Music & Theater

Esce oggi "New York City Life" di Dave Muldoon

"New York City Life" è il primo singolo estratto da "Smoke Steel and Hope"  il nuovo lavoro di Dave Muldoon in uscita il prossimo 6 luglio per la Prismopaco di Diego Galeri. Il secondo disco del cantautore newyorchese di nascita, irlandese d'origini, ma residente dal 2000 nel nostro Paese, arriva a nove anni dal precedente "Little Boy Blue".

L'intenzione di queste dieci nuove canzoni viene riassunta perfettamente dalle tre parole che compongono il titolo. Smoke, come la voce di Dave, fumosa e grattata sull'asfalto, ma anche capace di raccogliere e cavalcare il groove. Steel, come la chitarra del produttore Giovanni Calella (Guignol, Adam Carpet, Georgeanna Kalweit and the Spokes, Alessandro Grazian) che ha lavorato sui brani applicando un suono al contempo roots e metropolitano. E infine Hope, come il mood del disco, forse la vera novità per il songwriter milanese d'adozione, una tendenza alla speranza che spesso si presenta con un approccio corale al cantato e ritornelli molto aperti ed energici.

Grazie anche all'apporto di ospiti come Lino Gatti alla batteria (The Winstons), Milo Scaglioni al basso, Roberto Dellera (The Winstons, Afterhours), Chiara Castello (I'm Not a Blonde) e Micol Martinez ai cori, Dave Muldoon raccoglie a questo giro dieci tracce che raccontano tutta la sua devozione a Dylan – quello di "Oh Mercy" e di "Highway 61 Revisited" – ritagliandosi però lo spazio necessario ad esprimere una scrittura densa e riconoscibile, che lungo la tracklist mantiene l'asticella sempre molto alta.

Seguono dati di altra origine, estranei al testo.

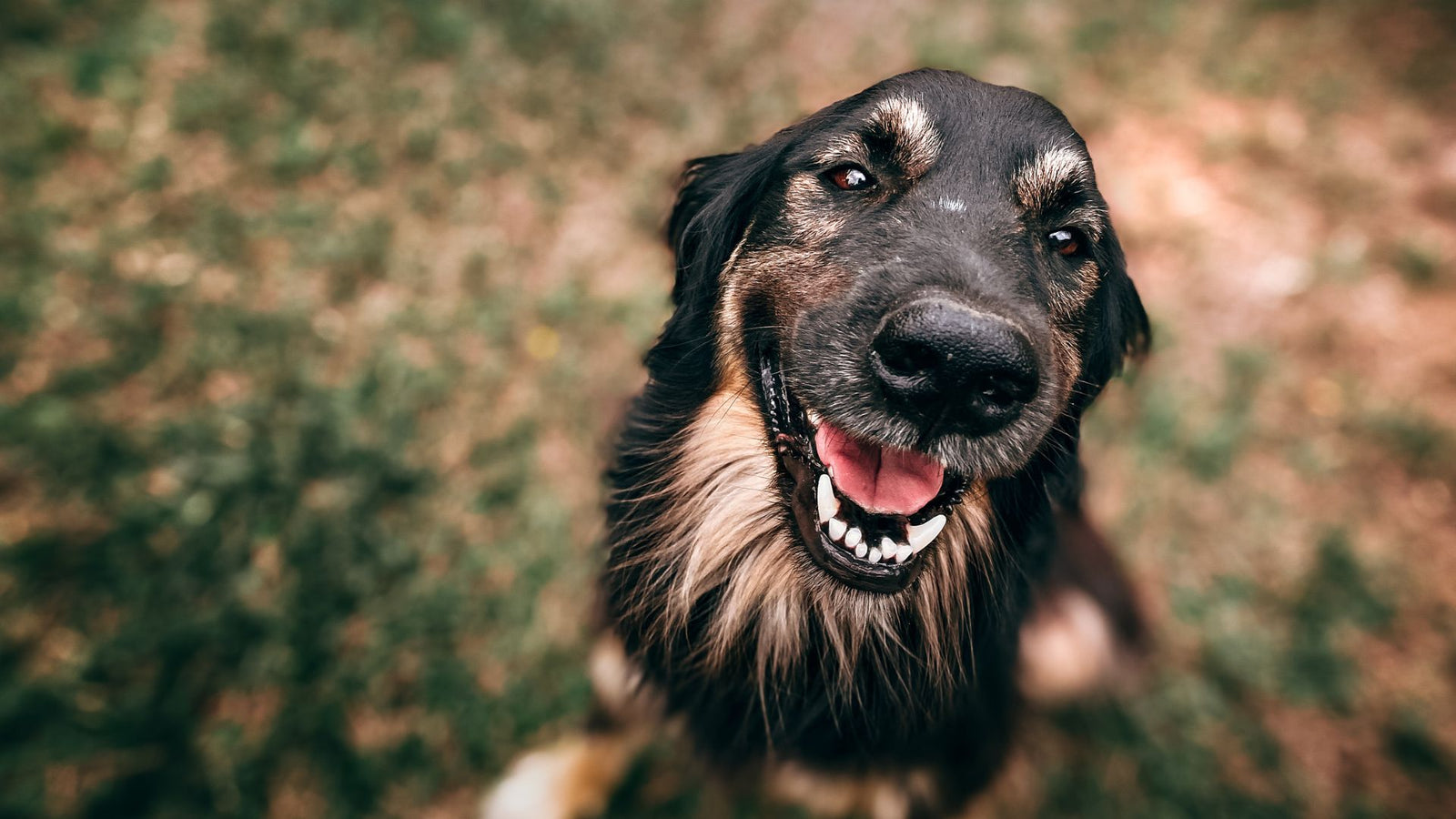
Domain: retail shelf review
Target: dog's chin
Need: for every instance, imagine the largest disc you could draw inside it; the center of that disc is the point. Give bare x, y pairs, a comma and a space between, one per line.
858, 544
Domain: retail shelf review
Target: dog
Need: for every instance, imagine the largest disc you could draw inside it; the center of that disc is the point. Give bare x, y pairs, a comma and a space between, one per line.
846, 541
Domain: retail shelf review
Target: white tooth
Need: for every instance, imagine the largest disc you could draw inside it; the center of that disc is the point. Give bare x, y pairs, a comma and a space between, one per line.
921, 535
836, 528
827, 503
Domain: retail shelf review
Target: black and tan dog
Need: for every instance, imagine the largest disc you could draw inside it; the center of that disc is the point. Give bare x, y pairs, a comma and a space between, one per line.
844, 528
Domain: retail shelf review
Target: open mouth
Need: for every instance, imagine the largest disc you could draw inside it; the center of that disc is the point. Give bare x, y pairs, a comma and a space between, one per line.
866, 513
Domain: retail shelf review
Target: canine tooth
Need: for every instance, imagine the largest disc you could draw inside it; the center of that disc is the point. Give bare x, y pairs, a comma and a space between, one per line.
922, 533
827, 503
836, 528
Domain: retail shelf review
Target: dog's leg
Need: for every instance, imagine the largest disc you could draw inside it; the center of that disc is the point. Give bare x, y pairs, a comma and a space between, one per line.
1087, 622
577, 775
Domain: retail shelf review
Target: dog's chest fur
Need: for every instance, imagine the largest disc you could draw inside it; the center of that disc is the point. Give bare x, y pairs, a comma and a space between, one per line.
762, 659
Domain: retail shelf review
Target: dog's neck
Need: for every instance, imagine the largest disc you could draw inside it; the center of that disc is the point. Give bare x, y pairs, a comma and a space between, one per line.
721, 605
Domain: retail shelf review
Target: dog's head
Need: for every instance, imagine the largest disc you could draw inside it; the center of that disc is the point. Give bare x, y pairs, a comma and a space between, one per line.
921, 290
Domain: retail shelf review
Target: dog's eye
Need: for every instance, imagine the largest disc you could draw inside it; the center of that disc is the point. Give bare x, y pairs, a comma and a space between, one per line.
1067, 241
851, 178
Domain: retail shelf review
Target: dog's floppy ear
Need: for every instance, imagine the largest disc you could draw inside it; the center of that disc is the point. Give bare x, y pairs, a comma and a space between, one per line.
1116, 325
1116, 329
715, 205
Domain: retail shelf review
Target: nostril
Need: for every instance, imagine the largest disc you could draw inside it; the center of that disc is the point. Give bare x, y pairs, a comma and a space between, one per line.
941, 361
1005, 389
907, 358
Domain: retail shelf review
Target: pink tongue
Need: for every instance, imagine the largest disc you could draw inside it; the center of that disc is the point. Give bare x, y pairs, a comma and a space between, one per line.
883, 480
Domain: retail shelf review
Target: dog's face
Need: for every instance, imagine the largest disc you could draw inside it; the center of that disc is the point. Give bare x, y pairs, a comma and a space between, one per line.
921, 290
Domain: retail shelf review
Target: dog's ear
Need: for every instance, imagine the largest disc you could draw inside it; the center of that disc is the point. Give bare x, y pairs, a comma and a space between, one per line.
1116, 325
715, 205
1116, 329
715, 201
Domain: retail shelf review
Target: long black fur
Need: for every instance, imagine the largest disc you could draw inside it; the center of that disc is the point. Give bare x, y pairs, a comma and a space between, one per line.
730, 714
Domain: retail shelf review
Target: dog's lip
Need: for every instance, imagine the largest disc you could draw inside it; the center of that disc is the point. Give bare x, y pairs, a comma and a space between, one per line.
858, 547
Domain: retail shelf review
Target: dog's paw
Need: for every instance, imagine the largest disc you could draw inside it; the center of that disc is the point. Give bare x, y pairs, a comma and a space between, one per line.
1067, 647
570, 780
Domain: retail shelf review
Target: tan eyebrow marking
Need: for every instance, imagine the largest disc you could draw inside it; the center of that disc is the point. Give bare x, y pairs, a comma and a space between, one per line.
1045, 177
916, 140
844, 147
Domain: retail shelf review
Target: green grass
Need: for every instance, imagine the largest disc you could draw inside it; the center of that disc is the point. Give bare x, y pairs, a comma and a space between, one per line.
317, 321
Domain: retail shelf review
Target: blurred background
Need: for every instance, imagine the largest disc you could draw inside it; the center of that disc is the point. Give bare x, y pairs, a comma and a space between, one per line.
317, 319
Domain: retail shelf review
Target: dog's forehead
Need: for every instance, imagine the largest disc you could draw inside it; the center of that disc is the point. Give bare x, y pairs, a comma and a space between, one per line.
961, 128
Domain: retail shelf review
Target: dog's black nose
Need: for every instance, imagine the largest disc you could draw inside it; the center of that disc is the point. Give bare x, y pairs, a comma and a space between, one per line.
946, 365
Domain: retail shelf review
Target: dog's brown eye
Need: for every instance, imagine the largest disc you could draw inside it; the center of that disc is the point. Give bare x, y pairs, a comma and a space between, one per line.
851, 178
1067, 241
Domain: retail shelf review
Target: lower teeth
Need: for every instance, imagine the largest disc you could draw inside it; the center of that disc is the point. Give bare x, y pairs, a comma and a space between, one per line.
917, 537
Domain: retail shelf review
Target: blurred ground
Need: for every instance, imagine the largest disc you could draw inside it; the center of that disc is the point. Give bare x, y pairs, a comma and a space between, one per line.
317, 318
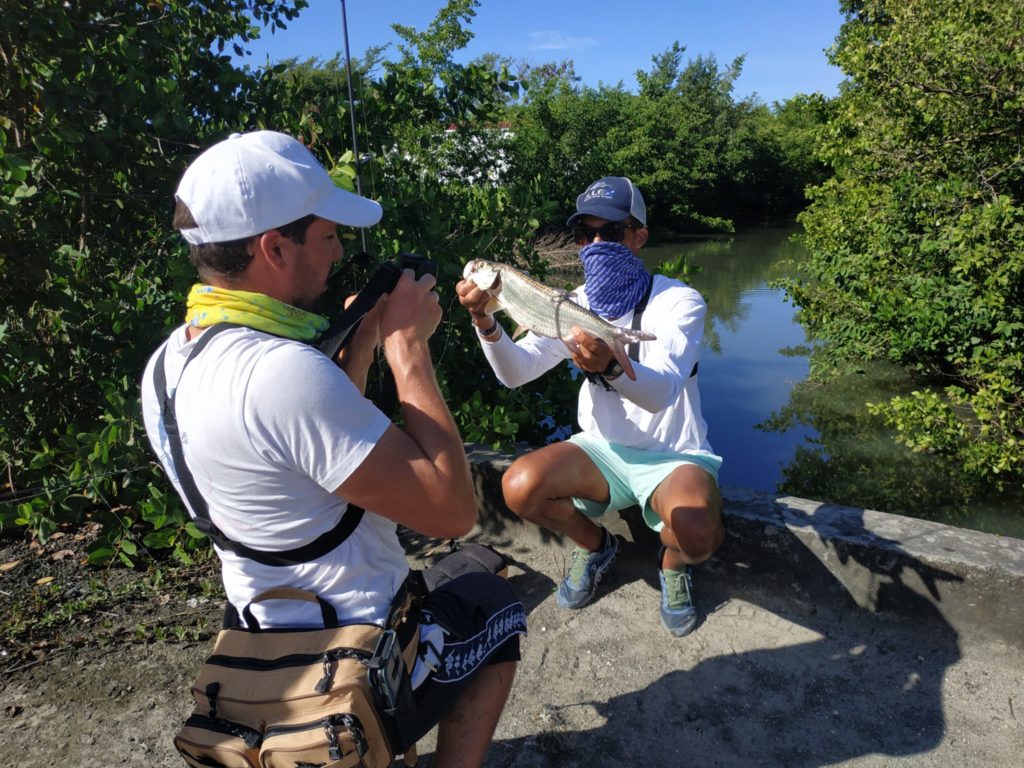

"Born again Christians are all the same and relationships they're so strange" canta sfacciatamente Dave Muldoon nell'apertura di "Die for you" con il suo groove desertico che fa da spartiacque fra il sound del passato e quello attuale. Un cambio di rotta che si manifesta subito nel singolo "New York City Life", una canzone "sul vivere il sogno della città di New York e sul divenire un artista per le strade della città" dove la malinconia delle strofe ("dopo il 2000 viverci non è stata più la stessa cosa") spalanca un ritornello elegante e arioso. Un brano che ha permesso a Dave di partecipare con un cameo alla serie "Untraditional TV" di Fabio Volo e sarà incluso nel film "Wine To Love" con la partecipazione di Ornella Muti.
"Nothing at all" riecheggia dichiaratamente Sparklehorse, mentre "Destiny's Child" racconta la vita avventurosa di un gruppo di ragazzi sempre sul punto di essere cacciati di casa e "Mountain", col suo fingerpicking leggero che inanella un crescendo elettrificato, sposta il disco verso atmosfere più intime e musicali ("sono stato ispirato nella seconda strofa da Ian Curtis dei Joy Division e ho cantato con la sua 'intenzione'").
 
E' questa del resto la doppia anima di "Smoke Steel and Hope", prima rivolta al mondo – ma sempre da una soggettiva personale – poi concentrata sui rapporti umani e sul significato della vita. Così "Horizon" racconta di uno spaventoso incendio negli spazi naturali di San Miguel, a Ibiza, covando una serie di strofe inquiete vagamente alla Mark Laneganper poi convergere su uno splendido ritornello e una riflessione "sulla fragilità della vita e della stessa terra". E se il latin-rock di "Dancing" "dal vivo può facilmente andare verso la bossa nova" è nella trama travolgente di "Long Time" che emerge più che altrove il lavoro di Calella e dei musicisti coinvolti.
 
"Smoke Steel and Hope" viene sigillato dai due bagliori di luce di "On the radio", "il brano che rappresenta pienamente lo spirito di speranza di questo disco", e sulla chiusura gioiosa di "What you need". "Una volta Michael Stipe – racconta Dave Muldoon – disse che le canzoni sono scritte by people for people ed è quello che abbiamo provato a fare in questo disco".

La canzone presentata dall'artista: New York City Life

Questa canzone parla delle speranze e dei sogni che si hanno quando si molla tutto per andare a New York. E’ la mia storia del 1997, mescolata un poco con parole di Bob Dylan. Andare a vivere a New York è una sensazione talmente forte e a me ha reso un artista. Mi ha mostrato come New York non sia solo “tanti soldi” ma anche arte e stili di vita alternativi. Alla fine o ce la fai o devi andare via. E’ una canzone anche nostalgica poiché parla della città nella quale, secondo me, dopo il 2000 viverci non è stata più la stessa cosa.